I am mixed-race and I am a writer. I am ticking this ‘BAME writer’ box for people, which I find irritating. I hate this BAME label. I haven’t thought about why yet, but I know it’s another thing that makes me angry. I have to build up to thinking about things that emotionally affect me because I say and do things I regret and when I speak from an emotional place I am incredibly inarticulate.

I will say this, though, I dislike being pigeonholed in terms of my writing because the arts should be a space for liberation and exploration where anything is possible.

Your first degree is in Psychology, and you’ve worked to support children with learning and behavioural issues, who misuse alcohol and other substances, or are carers in their family, as well as with school-leavers on the jobs scrapheap. How have the degree and those work experiences informed your fiction writing?

I guess the degree enabled me to think about why people think and act the way they do, although I’m sure working with young people would have enabled me to think about that without the student debt. Perhaps with the degree I consider the neurological and cognitive aspects of behaviours a little bit…

Working with teenagers has been one of the most special things in my life. When a child or young person opens up to you, it is a real-life treasure. Also, you learn so much about yourself, other people, and how to look at the world by cherishing their youthful wisdom. Theirs is a clearer way of seeing life.
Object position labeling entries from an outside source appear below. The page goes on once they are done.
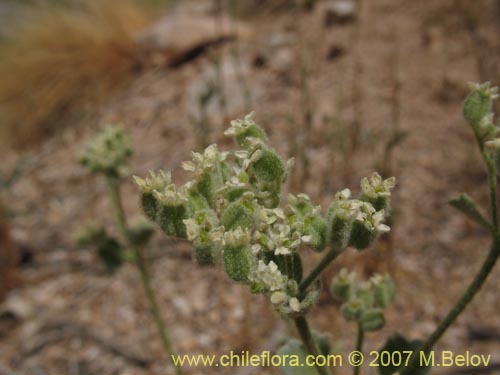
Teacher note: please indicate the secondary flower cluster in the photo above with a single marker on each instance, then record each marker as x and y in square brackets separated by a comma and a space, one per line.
[231, 212]
[363, 302]
[108, 152]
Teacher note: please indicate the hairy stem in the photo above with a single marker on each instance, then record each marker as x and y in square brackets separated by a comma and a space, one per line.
[462, 303]
[141, 263]
[492, 183]
[359, 346]
[476, 283]
[309, 342]
[327, 259]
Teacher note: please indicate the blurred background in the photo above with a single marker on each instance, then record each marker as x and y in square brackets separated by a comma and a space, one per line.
[345, 86]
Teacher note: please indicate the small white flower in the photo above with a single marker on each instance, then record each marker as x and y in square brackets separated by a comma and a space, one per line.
[171, 196]
[240, 126]
[237, 237]
[206, 162]
[282, 251]
[269, 275]
[193, 230]
[278, 298]
[153, 181]
[376, 187]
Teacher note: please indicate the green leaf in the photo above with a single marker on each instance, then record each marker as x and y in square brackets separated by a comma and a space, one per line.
[398, 343]
[296, 355]
[466, 204]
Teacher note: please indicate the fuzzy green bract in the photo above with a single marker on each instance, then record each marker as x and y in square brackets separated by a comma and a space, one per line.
[108, 152]
[233, 212]
[363, 302]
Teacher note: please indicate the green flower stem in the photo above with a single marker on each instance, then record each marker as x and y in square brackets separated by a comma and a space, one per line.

When I worked in schools I always found it so strange that it was part of my job to tell kids they needed to put their tie on, because for me the important thing was that the child had made it to school. If one of the kids would say, “But how does wearing a tie affect my learning?” I would always internally agree that it didn’t. Hence, I wasn’t built for working in schools and veered towards working with young people in other organisations. Things like this definitely influenced the shape of Kai.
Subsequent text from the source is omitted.